Creativity, Oneness and the Possibilities that Already Exist

Torat Chayeinu: the Torah of our lives. Talks by members of Nehar Shalom on the second day of Rosh Hashana. Our theme for 5784 is creativity.


Creativity is a concept that is riddled with tension. In an era punctuated by frequent and escalating crises, we must create new ways of being if we hope to survive.


But is such a major act of creation possible? There are limits to what any of us can imagine past our own individual experiences. In the face of overwhelming catastrophe such as the effects of climate change or the violence of systems that deprive so many of basic rights and resources, creating a Livable and Just world can feel like an impossible task.


In my own life, creativity under impossible circumstances has sometimes felt like a burden. I am required to be the most creative at times when I simply do not have the support that I need. Under these circumstances, creation feels lonely, exhausting, and full of risk. I know this to be a common experience among some children of immigrants or children who for some other reason have access to resources that their parents did not have and so carry the complex honor of being the first in their family to achieve certain things.

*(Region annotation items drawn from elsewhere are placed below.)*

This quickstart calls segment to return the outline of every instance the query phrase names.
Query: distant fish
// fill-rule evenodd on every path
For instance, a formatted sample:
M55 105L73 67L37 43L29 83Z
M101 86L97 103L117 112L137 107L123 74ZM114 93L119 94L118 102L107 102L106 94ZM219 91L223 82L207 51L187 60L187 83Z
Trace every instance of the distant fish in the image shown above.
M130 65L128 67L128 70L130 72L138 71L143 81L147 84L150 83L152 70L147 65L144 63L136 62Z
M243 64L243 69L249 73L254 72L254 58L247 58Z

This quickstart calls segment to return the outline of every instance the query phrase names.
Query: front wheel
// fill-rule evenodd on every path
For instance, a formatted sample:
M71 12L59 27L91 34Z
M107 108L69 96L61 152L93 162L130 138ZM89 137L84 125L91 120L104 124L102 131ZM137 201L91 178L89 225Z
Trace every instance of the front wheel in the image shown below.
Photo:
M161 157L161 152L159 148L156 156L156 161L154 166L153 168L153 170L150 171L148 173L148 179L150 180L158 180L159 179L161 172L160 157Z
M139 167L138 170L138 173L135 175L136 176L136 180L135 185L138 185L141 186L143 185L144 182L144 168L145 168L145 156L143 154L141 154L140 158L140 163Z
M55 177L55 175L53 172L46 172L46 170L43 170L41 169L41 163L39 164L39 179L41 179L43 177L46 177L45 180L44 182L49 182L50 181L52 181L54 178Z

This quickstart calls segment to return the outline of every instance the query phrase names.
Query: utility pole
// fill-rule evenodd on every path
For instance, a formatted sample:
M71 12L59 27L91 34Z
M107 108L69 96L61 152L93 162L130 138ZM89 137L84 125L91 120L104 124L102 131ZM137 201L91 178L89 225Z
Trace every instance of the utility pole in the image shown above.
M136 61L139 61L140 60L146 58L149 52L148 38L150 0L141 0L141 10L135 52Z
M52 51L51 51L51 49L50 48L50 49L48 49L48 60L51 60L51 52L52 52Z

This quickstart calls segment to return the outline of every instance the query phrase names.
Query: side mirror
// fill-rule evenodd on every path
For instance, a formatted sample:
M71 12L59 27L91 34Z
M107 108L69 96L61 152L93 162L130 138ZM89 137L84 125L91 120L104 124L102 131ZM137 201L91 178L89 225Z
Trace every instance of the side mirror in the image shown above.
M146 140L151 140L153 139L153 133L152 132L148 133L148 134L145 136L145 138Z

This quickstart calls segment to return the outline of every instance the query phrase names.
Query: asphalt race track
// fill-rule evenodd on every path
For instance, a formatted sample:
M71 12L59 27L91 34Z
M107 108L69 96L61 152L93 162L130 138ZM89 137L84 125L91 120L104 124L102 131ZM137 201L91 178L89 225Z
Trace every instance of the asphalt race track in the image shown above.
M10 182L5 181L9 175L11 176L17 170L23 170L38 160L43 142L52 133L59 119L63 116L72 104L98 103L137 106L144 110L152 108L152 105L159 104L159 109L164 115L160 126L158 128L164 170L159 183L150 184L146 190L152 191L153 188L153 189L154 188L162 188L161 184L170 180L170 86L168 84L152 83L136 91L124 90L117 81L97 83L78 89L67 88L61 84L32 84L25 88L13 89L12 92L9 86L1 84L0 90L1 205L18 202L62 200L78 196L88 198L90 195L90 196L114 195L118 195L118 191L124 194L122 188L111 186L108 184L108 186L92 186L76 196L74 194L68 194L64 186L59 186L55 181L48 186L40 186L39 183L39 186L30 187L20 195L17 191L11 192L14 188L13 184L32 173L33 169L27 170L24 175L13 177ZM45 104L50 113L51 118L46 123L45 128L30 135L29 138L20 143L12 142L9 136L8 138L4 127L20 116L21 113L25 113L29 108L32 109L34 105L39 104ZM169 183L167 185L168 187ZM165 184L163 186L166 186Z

I am the child of two Brazilian immigrants who both come from experiences of extreme poverty in the years leading up to and during the military dictatorship in Brazil. They were born into harsh lives in which basic necessities such as food and shelter were often unavailable. With a lot of luck and intelligence and labor and love, they raised me in a totally different world. They created a safe and beautiful life for me, and I am incredibly grateful. I believe they needed a lot of creativity to transform their hardship into love in the way they did. Still, as a product of their experiences, there were limits to what they could imagine and actualize for me. They couldn’t help me get into college. They couldn’t teach me financial literacy. They couldn’t teach me to trust many other people or expect that everything is going to be okay.


With this comes a sense of constant underlying dread regardless of how safe or beautiful my life is. This has been a sometimes overwhelming obstacle to building a mature sense of confidence. This is my hardship to transform. And I am fortunate to have immense support in that process.


Almost one year ago, I married Isaac, and the ceremony was better than anything I could have imagined. That day was filled with many blessings. Something that moved me in particular is the fact that my parents watched this wonderful person choose me and choose the pieces of their stories that live inside of me. I no longer have to carry that legacy alone. My parents listened as Isaac and I shared our hopes for the lives that we imagine together – lives that are fuller than anything either of us could have imagined individually. Isaac and I are very different people, and knowing them has greatly expanded the number of possibilities that exist in my mind and my heart. I am drawn to their confidence, groundedness, and outgoing nature precisely because these are traits that are challenging for me to embody for myself. Despite my limitations, they lend me a glimpse into another way of being, and this creates meaningful change in me.


I am learning to think of creativity as a practice of relaxing into possibilities that already exist, possibilities that I may struggle to own alone but that I may glimpse through others and then learn to integrate. When we recite the Shema, we acknowledge our connection to divine Oneness. In this room, I feel our Oneness, and it gives me creative power to feel that running through me, sharing a piece of our collective hardship, our collective strength, and our collective capacity for transformation. On these holy days when we are called to reflect upon who we have been and who we want to be, we are creating ourselves as we are creating each other. It is a gift to be creating myself in collaboration with all of you. Today and every day, may we find ourselves a little more transformed into our best imaginings. Shana Tova.